O mesmo planejamento é feito no processo de autoconhecimento à partir da tecelagem de palavras e fios, a fim de atender às demandas que surgem e são trazidas como queixa na terapia. Assim, desenvolvemos o olhar para a potência do indivíduo e também para as suas limitações e dificuldades. Ora para desenvolver novas habilidades, ajudando a lidar com dores, emoções e sentimentos, ora para elaborar crenças, frustrações e padrões estabelecidos.


O tecer nos traz pistas e funciona como um mapa. É um reflexo externo e materializado do que está acontecendo internamente. Este aprendizado consciente nos mostra o que pode ser empregado no processo de tecer. Se há uma estrutura fixa no indivíduo com pensamentos e fala repetitiva, ou a sensação de que as situações e angústias se repetem continuamente, pode ser proposto um crochê livre, como em uma gola circular com pontos diferentes a cada carreira.
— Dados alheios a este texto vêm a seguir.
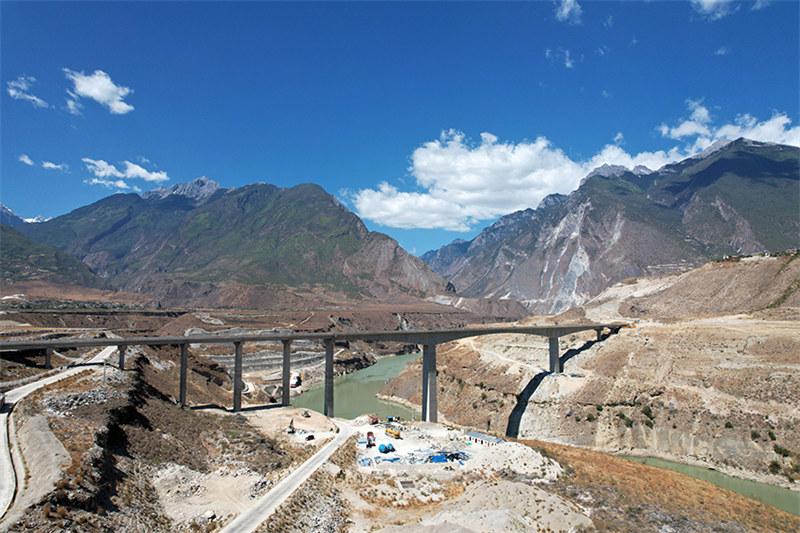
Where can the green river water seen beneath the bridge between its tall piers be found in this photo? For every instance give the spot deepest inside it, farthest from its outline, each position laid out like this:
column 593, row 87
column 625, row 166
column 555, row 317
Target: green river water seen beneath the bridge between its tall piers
column 354, row 393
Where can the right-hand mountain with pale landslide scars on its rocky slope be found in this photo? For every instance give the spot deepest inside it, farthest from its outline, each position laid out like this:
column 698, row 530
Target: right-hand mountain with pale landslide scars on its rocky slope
column 739, row 197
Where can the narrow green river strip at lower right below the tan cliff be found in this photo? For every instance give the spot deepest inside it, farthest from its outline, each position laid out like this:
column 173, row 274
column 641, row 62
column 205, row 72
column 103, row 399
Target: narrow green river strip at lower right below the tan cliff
column 779, row 497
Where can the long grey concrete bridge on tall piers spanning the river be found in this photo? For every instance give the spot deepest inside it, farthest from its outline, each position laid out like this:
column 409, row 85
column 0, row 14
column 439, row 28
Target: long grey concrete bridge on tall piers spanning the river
column 427, row 338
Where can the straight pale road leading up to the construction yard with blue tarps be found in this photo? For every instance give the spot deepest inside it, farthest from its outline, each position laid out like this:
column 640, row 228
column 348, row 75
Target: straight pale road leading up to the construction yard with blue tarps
column 249, row 520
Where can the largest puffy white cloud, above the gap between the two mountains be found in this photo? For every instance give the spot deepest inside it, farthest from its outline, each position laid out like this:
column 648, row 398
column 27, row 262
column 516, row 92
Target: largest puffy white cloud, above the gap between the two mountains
column 465, row 182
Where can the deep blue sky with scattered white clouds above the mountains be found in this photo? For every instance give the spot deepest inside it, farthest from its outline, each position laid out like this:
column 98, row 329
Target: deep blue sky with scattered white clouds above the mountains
column 429, row 120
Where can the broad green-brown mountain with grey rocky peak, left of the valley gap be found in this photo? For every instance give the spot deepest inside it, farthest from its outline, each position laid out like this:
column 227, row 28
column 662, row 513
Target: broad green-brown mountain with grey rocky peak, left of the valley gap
column 200, row 244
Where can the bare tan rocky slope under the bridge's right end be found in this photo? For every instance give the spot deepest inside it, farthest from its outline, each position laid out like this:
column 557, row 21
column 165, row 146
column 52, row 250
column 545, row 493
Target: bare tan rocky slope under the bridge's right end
column 695, row 380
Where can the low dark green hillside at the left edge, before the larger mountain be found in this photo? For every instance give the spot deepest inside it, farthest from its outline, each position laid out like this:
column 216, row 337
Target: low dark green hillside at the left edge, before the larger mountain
column 24, row 260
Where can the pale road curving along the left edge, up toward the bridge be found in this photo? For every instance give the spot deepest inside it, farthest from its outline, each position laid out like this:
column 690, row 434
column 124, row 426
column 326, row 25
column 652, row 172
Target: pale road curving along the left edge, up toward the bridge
column 8, row 479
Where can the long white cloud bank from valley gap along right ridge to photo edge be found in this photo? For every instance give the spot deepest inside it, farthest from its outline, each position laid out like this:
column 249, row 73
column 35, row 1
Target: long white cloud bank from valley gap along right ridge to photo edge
column 460, row 182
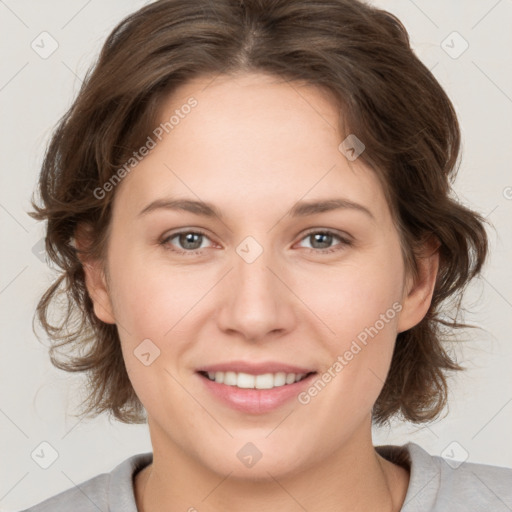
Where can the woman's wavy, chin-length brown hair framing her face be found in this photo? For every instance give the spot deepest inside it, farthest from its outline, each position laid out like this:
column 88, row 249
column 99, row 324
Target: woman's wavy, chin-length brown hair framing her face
column 390, row 99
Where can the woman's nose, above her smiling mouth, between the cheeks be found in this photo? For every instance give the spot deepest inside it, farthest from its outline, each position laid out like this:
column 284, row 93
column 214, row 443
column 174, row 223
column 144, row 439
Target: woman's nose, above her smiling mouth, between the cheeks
column 258, row 303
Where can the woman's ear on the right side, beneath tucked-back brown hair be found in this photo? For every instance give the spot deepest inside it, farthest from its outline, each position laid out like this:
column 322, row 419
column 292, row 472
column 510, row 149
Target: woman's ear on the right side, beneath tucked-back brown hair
column 418, row 293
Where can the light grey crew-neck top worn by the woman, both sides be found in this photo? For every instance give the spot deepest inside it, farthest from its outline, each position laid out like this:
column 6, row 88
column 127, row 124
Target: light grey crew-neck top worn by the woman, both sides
column 435, row 485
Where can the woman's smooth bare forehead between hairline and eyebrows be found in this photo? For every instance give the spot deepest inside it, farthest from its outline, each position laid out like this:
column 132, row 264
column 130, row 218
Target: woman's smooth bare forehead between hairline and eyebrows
column 250, row 142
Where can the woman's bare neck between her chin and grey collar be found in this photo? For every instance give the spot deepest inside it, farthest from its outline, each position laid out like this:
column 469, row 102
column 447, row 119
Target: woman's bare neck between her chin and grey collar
column 353, row 478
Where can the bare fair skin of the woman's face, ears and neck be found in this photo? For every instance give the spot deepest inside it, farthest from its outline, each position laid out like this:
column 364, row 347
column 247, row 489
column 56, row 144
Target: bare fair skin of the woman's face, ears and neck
column 254, row 146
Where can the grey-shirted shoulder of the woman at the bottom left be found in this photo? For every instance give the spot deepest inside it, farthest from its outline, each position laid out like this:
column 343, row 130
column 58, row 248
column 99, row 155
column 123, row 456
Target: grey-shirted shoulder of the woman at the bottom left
column 108, row 491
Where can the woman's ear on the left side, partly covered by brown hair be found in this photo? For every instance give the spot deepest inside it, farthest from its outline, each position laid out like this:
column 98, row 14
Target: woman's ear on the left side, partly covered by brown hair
column 95, row 278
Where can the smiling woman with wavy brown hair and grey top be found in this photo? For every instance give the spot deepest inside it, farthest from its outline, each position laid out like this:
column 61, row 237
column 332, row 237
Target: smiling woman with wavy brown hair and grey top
column 250, row 202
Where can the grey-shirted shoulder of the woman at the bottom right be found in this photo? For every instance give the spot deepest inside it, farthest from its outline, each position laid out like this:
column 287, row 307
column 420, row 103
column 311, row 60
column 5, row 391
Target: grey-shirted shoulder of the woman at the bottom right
column 438, row 484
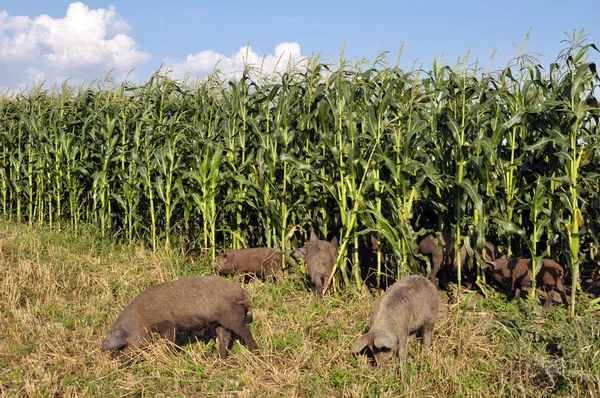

Já se há a necessidade de leveza, com pensamentos e movimento mais fluido na vida e no tecer, a proposta pode ser de tricô com os braços ou crochê de dedos de forma lúdica e divertida. Porém, caso exista uma maior necessidade de estruturação e organização de pensamentos, com rotina e padrão constante, pode ser trabalhado o tricô ou o crochê contínuo com o mesmo ponto.


Além disso, a análise do processo envolve ainda a escolha das cores, das ferramentas, da técnica e dos recursos da tecelagem que podem ser um convite para a elaboração simbólica neste trabalho. Cada ferramenta de tecelagem carrega em si uma série de símbolos pessoais e coletivos.


O produto do trabalho realizado com as mãos pode durar um dia ou mesmo meses para ser finalizado, depende de cada pessoa, do querer, do tempo disponível e de muitos fatores. É importante lembrar que na tecelagem terapêutica o objetivo é também o processo e não somente o produto final.



Um convite: Faça seu próprio museu de tecelagem terapêutica: guarde as peças ou tire fotos de cada uma delas para acompanhar o seu processo de autoconhecimento, a sua evolução, desenvolvimento e aprendizados. As peças tecidas dizem muito sobre quem o criou. Aproveite o mergulho!